Najciekawszą wystawę przygotował Citroën Klub Polska. Odwołania do rodzimej dla marki Francji było widać z daleka: wieża Eiffla, piękne pola z francuskim traktorem w tle, a na koniec aromat serów i wina. Tego nie można było przegapić! Ilość samochodów również robiła spore wrażenie. Najsłynniejszym modelem na stoisku „francuzów” był – jakże by inaczej – Citroën 2CV, popularnie zwany „kaczką”. Swoją popularność zdobył m.in. dzięki przygodom sierżanta Cruchot w firmie Żandarm z Saint Tropez.
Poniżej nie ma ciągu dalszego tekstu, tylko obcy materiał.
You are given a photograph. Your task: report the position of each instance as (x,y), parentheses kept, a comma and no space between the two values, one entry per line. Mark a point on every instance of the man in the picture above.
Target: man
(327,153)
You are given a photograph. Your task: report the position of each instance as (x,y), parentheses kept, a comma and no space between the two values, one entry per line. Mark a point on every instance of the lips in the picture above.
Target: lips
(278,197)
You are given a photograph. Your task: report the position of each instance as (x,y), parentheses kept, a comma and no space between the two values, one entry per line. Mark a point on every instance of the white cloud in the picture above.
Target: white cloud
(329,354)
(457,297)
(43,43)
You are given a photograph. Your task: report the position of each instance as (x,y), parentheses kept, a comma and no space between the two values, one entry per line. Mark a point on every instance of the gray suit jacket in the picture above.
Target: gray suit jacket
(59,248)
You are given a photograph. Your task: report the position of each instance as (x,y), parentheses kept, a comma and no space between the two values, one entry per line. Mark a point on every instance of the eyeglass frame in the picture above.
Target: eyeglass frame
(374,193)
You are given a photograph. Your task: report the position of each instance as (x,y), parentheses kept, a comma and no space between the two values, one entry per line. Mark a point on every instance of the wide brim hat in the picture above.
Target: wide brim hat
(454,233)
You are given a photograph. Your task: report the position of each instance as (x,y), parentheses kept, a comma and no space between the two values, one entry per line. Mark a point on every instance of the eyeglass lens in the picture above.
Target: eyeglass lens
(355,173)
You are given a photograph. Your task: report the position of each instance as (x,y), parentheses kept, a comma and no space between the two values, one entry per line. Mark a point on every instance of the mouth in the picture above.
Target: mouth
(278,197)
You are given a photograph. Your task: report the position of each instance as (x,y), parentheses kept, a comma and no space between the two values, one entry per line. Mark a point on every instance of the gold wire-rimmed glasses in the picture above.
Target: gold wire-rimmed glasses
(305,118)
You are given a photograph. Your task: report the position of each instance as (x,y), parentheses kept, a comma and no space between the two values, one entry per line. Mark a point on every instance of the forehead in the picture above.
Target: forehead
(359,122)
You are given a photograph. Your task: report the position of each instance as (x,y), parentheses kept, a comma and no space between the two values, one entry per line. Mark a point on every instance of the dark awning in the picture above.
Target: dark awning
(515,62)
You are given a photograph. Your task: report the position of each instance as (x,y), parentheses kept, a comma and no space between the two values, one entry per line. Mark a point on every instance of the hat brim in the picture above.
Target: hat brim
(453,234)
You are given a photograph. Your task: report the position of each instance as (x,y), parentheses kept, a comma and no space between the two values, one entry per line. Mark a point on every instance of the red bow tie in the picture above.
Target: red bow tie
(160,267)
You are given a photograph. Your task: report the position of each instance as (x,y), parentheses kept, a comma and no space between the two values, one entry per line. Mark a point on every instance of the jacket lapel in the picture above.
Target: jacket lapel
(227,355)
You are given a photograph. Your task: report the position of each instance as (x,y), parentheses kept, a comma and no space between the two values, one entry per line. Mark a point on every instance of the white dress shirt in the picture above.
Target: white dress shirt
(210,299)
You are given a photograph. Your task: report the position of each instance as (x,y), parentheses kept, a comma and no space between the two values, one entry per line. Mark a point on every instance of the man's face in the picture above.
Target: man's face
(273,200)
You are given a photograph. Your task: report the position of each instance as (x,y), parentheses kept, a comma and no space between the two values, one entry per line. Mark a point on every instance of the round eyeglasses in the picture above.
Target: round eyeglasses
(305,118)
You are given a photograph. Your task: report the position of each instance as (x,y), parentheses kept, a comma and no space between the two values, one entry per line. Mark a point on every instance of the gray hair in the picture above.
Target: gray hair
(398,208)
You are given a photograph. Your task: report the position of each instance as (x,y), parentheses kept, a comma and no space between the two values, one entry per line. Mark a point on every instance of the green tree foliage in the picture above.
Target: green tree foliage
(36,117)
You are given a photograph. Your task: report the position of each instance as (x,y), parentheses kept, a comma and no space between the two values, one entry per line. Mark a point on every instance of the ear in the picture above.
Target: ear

Retro Motor Show to nie tylko wystawa klasycznych samochodów – w tym roku nie zabrakło również motocykli, świetnie przygotowanej aranżacji z pojazdami wojskowymi czy pożarniczymi, które wypełniły niemal całą halę. Uzupełnieniem całości byłą skromna wystawa autobusów miejskich.
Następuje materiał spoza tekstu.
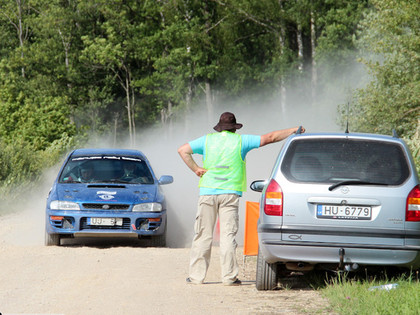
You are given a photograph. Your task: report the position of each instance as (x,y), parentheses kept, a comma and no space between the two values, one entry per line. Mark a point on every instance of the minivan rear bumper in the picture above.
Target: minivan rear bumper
(335,253)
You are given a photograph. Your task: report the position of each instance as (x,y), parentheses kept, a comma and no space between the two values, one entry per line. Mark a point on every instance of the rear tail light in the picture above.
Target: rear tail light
(273,203)
(412,211)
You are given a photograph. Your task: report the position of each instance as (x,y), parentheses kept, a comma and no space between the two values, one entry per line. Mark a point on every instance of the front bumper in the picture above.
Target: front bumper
(134,223)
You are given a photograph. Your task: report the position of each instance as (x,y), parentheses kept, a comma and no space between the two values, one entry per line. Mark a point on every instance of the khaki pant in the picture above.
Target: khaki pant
(209,207)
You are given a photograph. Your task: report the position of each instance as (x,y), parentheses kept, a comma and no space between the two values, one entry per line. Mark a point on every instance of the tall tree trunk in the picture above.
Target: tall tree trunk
(129,110)
(314,80)
(300,47)
(282,43)
(209,102)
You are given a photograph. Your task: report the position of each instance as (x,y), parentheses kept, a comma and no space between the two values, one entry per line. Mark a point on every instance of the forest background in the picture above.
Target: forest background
(70,69)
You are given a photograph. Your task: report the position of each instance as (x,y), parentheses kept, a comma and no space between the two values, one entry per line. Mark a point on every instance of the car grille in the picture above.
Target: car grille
(102,206)
(85,226)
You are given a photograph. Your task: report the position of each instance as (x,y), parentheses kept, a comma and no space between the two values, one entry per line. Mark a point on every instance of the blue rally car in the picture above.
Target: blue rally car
(107,192)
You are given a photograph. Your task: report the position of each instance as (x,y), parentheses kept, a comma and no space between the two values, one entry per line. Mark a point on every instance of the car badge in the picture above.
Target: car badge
(106,195)
(344,189)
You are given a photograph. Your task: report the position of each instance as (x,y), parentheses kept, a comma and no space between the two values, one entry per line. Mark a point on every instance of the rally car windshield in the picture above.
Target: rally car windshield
(106,169)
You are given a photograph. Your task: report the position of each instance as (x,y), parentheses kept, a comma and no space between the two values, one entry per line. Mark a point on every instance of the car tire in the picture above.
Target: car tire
(266,278)
(159,240)
(52,239)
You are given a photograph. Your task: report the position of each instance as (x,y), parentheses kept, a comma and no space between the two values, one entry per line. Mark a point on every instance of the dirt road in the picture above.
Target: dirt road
(123,278)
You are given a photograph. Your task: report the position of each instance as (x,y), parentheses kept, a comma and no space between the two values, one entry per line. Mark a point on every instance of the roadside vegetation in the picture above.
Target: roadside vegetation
(378,294)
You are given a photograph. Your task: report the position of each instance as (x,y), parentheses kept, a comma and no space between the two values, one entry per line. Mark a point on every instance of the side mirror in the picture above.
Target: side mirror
(165,179)
(258,185)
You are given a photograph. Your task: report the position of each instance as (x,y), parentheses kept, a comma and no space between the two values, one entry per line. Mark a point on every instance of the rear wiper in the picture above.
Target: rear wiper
(354,182)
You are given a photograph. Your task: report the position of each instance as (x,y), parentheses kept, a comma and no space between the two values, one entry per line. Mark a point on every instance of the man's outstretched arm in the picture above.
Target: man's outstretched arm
(278,135)
(186,152)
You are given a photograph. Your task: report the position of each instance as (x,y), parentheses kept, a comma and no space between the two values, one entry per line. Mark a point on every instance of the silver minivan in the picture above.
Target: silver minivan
(338,201)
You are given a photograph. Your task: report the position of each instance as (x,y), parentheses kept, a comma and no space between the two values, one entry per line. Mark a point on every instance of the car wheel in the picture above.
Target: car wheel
(52,239)
(159,240)
(266,278)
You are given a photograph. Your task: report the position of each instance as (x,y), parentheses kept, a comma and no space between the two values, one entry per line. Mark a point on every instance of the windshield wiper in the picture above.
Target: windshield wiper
(354,182)
(119,181)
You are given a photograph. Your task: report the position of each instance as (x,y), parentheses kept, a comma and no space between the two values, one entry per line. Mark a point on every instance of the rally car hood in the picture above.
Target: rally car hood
(100,193)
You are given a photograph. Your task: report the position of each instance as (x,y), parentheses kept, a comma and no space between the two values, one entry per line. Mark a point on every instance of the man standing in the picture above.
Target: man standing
(222,181)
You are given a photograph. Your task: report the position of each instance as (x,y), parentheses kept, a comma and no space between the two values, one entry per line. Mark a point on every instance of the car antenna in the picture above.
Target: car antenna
(347,122)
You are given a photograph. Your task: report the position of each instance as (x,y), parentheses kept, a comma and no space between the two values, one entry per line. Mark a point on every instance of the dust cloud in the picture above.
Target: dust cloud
(160,145)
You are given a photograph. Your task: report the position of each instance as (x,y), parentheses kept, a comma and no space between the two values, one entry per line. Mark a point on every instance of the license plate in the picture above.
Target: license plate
(344,212)
(105,221)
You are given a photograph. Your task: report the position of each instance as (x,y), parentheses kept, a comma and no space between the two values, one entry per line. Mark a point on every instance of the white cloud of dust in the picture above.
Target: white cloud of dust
(160,145)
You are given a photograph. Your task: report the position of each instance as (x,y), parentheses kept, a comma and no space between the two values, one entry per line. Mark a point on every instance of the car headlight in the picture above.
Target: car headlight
(63,205)
(148,207)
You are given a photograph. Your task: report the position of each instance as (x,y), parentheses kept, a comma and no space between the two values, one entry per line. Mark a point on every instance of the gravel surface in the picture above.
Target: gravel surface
(96,277)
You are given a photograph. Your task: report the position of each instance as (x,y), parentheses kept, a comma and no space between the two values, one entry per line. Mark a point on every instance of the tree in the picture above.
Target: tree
(391,45)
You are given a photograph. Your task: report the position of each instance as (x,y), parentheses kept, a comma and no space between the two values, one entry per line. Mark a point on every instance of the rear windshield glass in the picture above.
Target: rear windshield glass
(334,160)
(97,169)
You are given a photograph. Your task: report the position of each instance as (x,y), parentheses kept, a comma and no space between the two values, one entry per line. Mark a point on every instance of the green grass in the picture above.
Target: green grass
(351,295)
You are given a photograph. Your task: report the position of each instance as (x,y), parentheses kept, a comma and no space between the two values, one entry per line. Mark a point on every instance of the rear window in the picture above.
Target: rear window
(334,160)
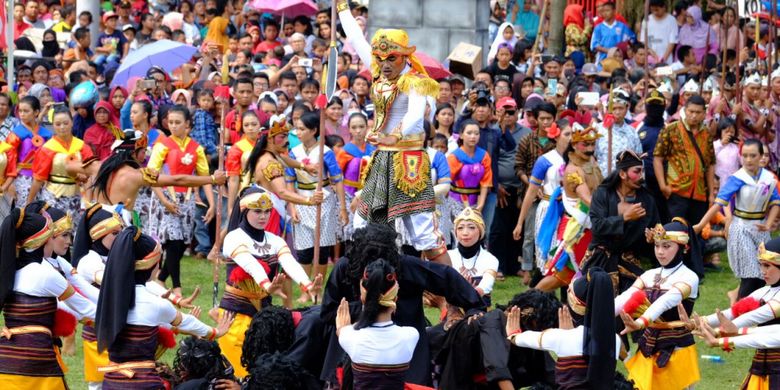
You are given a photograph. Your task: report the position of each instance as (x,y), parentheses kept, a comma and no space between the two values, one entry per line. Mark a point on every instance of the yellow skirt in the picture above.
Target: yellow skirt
(756,382)
(21,382)
(93,360)
(681,371)
(232,342)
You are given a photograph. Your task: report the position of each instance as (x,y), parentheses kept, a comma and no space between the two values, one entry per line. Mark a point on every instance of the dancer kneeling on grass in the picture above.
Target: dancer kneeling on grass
(666,357)
(473,261)
(253,260)
(29,294)
(760,308)
(379,349)
(129,315)
(586,353)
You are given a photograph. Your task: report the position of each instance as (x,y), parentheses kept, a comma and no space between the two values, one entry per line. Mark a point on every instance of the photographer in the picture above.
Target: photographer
(493,140)
(199,364)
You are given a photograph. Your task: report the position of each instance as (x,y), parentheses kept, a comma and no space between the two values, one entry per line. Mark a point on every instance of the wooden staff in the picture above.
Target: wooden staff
(220,195)
(771,59)
(704,61)
(542,17)
(724,43)
(647,49)
(323,133)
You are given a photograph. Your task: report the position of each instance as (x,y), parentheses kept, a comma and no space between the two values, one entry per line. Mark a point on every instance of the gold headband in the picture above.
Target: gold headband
(576,304)
(768,256)
(38,239)
(584,135)
(256,201)
(63,225)
(106,226)
(278,125)
(391,42)
(150,260)
(659,234)
(470,215)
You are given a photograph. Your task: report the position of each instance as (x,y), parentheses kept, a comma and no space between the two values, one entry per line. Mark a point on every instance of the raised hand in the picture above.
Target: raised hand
(513,321)
(343,318)
(223,325)
(564,318)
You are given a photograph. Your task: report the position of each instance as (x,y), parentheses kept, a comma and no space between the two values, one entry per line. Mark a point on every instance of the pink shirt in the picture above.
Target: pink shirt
(726,159)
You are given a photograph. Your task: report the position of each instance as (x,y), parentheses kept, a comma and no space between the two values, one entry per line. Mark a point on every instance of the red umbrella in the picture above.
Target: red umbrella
(435,69)
(287,8)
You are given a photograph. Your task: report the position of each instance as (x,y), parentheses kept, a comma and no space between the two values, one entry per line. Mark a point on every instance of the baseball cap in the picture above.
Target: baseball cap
(109,15)
(590,69)
(505,102)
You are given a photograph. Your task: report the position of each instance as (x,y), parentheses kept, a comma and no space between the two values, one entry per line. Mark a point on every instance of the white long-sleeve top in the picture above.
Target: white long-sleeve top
(81,285)
(382,343)
(408,114)
(245,251)
(677,283)
(91,267)
(482,266)
(564,342)
(42,280)
(764,313)
(762,337)
(151,310)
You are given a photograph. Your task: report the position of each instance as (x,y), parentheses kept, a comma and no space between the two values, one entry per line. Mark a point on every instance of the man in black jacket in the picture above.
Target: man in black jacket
(620,211)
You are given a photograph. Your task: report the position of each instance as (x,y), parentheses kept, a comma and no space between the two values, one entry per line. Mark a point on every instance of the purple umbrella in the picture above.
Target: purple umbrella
(286,8)
(166,54)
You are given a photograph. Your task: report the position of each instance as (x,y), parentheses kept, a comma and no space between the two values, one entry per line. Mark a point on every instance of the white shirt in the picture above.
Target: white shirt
(764,313)
(484,265)
(151,310)
(81,285)
(42,280)
(245,251)
(383,343)
(661,33)
(564,342)
(678,284)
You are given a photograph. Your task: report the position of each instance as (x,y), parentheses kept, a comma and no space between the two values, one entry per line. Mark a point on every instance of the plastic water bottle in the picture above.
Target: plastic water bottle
(713,358)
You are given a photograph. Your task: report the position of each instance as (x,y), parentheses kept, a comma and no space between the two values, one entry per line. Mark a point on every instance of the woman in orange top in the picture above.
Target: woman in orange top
(50,177)
(470,170)
(238,155)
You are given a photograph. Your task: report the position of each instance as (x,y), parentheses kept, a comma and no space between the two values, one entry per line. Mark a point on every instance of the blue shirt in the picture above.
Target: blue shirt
(204,131)
(609,36)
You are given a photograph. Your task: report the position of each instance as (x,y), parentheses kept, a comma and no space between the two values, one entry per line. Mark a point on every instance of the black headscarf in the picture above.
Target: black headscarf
(679,225)
(117,294)
(82,241)
(469,252)
(50,48)
(238,217)
(10,236)
(598,343)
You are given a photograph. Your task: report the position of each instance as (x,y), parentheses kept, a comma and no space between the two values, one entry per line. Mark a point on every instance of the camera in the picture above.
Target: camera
(483,95)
Mnogość wystawców potrafiła namieszać w głowie. Samochody niemieckie, japońskie czy szwedzkie zdominowały targi. Klasyczna motoryzacja włoska stanowiła zaledwie ułamek wystawców. Oprócz opisanego wyżej klubowego stoiska natknąć się można było na liczne Fiaty 126p w różnych aranżacjach, Lancie Delte Integrale, Fiata X1/9 czy Alfę Romeo 155.
Retro Motor Show w Poznaniu dowodzi, że zainteresowanie klasykami w Polsce rośnie. Dobre przygotowanie i ciekawe ekspozycje potwierdzają, że jest to jedno z najciekawszych wydarzeń tego typu w naszym kraju. Targi mają spory potencjał, więc liczymy, że w kolejnych latach mają szanse urosnąć do rangi wydarzenia niczym klasyczne Motor Show w Poznaniu.